I also hope that the list of consultees for the review is not a complete list; to the extent that it is possible to consult the scheme members, they should be consulted as well. I also hope that the issues can go somewhat broader than those listed in the amendment.
In general terms, a review is needed, and I hope it will lead to the objective being clearly set out of promoting the UK economy.
My Lords, I fully support and have added my name to this amendment. It is a pleasure to follow the noble Lord, Lord Davies. We both go back a long way in the pensions industry. My entire career has been in pensions—examining occupational pension schemes as an academic, then managing occupational pension investments in the City, then advising schemes and Governments. I have also been a trustee on investment committees for pension schemes.
I have to say that the current position that members of pension schemes find themselves in—both members of defined benefit schemes and members of too-often-forgotten defined contribution schemes—has not been positive in terms of the experience of the 2022 markets. As we have heard, trustees and managers of pension schemes have been encouraged to believe that the right way in which to invest a pension fund is in supposedly low-risk—which actually also means relatively low-return —investments, rather than in the traditional and older-fashioned way of managing schemes that persisted until the noughties, which was to try and maximise returns.
We have now moved to a position whereby we were supposed to be minimising risk, but I argue that that entire movement away from supporting the British economy and away from supporting UK equities and UK growth assets has been underpinned and misled somewhat by quantitative easing. The Bank of England’s policy, which effectively offered a natural large buyer that underwrote and underpinned the government bond market, perhaps led people to believe that that was the best or safest way in which to invest pension funds. That was partly because the long-term value of the liabilities, as well as their present value, is discounted and measured as of today by using the gilt yield or bond yield measure. In corporate reporting it is double-A corporates; in actuarial valuations it is typically gilt yields.
In 2022, conventional gilts lost 20% and index-linked gilts 30% of their value. The FTSE 100 rose a little. Yes, smaller companies did not do so well, but the idea that pension schemes were investing in a low-risk manner was actually confounded last year, and I would argue that, as we move into a post-QE world and as we have recognised and I have been warning since 2011, or even earlier than that, the policy of quantitative easing is a significant danger for pension scheme investments and members.

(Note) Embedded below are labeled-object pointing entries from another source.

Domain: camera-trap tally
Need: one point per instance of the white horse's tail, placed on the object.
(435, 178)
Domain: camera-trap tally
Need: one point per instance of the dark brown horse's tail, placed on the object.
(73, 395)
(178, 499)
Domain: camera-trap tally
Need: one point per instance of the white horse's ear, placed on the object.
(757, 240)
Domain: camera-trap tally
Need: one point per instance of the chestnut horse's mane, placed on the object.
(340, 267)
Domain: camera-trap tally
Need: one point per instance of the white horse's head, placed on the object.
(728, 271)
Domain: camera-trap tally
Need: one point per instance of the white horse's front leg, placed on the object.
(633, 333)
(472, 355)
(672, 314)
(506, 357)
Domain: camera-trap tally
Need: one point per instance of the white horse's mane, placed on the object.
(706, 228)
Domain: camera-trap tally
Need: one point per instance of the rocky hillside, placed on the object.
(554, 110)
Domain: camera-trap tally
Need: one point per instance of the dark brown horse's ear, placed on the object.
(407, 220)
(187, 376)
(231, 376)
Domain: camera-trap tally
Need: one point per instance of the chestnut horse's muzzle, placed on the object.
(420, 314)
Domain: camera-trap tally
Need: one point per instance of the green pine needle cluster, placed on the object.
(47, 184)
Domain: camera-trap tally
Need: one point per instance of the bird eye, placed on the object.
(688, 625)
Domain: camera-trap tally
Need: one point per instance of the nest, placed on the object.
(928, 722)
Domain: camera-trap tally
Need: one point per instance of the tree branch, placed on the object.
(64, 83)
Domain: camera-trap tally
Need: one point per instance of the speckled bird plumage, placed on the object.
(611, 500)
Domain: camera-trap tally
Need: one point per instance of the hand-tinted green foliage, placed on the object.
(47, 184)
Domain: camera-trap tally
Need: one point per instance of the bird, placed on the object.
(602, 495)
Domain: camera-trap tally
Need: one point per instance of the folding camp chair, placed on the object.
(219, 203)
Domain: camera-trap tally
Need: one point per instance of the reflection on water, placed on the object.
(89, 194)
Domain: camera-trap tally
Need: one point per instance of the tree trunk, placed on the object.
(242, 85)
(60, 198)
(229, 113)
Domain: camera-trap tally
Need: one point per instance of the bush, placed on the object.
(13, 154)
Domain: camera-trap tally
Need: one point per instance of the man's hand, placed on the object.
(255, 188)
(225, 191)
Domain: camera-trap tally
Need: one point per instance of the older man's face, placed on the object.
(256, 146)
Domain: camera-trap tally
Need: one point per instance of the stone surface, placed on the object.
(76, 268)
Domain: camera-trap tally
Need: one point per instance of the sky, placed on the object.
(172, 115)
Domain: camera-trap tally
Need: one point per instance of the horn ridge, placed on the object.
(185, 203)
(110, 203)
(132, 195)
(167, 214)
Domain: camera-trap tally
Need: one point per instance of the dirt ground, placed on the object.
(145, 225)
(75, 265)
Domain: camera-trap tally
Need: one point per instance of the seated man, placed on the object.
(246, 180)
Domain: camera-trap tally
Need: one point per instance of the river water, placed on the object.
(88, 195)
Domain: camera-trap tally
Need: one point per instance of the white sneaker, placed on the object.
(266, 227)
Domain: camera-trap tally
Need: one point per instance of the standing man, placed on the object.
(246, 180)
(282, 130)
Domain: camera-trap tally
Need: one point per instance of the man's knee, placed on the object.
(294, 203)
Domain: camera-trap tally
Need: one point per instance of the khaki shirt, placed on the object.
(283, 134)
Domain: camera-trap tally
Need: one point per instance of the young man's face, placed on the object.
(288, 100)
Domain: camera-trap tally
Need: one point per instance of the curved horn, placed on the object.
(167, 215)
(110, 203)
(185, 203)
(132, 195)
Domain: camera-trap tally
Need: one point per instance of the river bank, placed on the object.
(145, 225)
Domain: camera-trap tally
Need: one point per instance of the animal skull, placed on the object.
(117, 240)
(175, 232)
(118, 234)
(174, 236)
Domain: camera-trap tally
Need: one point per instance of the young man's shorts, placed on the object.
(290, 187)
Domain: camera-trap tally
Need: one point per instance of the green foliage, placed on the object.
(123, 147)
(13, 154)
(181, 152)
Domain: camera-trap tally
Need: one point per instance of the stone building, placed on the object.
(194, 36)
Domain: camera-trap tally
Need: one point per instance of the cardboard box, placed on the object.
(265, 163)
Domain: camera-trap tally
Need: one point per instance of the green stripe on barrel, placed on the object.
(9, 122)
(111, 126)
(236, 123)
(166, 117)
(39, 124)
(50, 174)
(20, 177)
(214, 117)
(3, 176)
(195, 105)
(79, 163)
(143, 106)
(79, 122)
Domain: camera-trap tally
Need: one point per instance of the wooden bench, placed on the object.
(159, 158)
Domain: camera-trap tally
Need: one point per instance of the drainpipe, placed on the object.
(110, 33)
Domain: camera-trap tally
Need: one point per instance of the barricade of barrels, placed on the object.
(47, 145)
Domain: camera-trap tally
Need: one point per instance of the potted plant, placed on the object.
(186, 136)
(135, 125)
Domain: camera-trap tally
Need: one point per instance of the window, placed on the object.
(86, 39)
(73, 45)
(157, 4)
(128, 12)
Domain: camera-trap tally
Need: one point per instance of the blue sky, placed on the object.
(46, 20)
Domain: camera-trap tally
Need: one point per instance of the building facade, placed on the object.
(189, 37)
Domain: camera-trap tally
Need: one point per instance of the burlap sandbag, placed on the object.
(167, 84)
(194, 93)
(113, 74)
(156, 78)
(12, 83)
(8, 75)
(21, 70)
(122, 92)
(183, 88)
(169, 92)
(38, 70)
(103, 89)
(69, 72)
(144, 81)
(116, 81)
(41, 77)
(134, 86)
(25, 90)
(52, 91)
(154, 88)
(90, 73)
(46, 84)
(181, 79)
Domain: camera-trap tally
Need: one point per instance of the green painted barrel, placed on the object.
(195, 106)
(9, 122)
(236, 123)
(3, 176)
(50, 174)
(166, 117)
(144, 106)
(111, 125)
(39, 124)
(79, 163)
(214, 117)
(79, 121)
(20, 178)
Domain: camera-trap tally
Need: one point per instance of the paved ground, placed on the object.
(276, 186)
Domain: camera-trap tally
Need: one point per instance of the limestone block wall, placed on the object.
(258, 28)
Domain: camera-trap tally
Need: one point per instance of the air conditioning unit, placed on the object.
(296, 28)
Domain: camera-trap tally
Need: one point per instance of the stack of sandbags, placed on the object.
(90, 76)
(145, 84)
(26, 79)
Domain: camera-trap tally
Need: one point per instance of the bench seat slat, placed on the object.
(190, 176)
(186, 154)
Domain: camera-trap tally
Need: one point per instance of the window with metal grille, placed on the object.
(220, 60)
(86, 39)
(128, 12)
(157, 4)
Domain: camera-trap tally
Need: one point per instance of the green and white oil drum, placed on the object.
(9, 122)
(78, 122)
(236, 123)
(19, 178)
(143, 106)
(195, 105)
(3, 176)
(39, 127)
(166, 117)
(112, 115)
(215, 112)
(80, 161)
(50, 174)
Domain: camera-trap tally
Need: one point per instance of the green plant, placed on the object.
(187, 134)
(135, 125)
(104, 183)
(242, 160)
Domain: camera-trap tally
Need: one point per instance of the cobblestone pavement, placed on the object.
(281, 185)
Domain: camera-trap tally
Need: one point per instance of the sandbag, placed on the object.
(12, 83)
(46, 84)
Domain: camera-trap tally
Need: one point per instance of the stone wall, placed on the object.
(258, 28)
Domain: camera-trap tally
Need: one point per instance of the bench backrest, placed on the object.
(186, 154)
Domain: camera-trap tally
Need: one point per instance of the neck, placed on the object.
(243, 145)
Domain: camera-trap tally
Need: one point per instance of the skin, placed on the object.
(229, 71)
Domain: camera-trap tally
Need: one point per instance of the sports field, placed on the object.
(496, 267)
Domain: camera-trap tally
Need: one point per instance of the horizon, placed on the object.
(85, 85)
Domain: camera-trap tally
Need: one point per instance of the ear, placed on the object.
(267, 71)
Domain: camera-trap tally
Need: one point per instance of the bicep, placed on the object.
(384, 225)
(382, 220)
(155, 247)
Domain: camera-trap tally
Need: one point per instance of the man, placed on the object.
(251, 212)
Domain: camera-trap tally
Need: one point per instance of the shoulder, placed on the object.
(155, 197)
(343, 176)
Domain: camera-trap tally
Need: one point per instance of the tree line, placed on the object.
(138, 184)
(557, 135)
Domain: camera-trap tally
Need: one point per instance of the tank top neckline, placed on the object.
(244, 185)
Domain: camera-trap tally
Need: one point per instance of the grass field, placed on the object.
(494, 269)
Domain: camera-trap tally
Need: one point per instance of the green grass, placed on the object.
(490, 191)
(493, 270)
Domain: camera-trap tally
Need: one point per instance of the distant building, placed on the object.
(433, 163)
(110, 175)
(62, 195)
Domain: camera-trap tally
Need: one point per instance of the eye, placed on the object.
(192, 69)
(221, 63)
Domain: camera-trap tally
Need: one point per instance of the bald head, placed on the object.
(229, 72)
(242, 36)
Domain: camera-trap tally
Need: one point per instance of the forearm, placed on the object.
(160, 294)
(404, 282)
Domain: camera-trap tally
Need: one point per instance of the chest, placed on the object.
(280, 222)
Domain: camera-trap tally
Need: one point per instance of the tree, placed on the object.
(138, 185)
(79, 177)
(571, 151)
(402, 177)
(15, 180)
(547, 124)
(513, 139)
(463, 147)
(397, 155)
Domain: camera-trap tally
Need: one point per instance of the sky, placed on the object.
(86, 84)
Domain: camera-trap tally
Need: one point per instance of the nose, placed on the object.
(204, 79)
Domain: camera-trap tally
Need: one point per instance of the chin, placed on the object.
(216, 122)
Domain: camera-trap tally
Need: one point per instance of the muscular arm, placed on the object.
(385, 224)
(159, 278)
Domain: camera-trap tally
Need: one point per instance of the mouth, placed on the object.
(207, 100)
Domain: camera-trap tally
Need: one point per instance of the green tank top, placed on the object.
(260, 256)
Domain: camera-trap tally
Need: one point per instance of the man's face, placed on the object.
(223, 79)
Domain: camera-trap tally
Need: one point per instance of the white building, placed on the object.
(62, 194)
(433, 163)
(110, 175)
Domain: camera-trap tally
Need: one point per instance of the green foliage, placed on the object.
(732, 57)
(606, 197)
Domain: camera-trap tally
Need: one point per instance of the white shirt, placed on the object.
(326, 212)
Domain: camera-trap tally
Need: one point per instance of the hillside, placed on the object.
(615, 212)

We must recognise that we do not fully understand what investment risk means any more. The capital asset pricing model is based fundamentally on the idea that gilt yields are the lowest-risk assets and all assets are more risky—even if they offer more returns, potentially they are more risky—and may need to be considered with a little more circumspection.
That leads on to the idea that, if we do not quite know whether gilts and fixed income are indeed low risk in the way that we thought they were and they have been in the past—because central banks are going to need to offload at some point and are certainly no longer underpinning the markets—diversifying investments and supporting the domestic economy in the way that this review would be investigating must come into the public debate.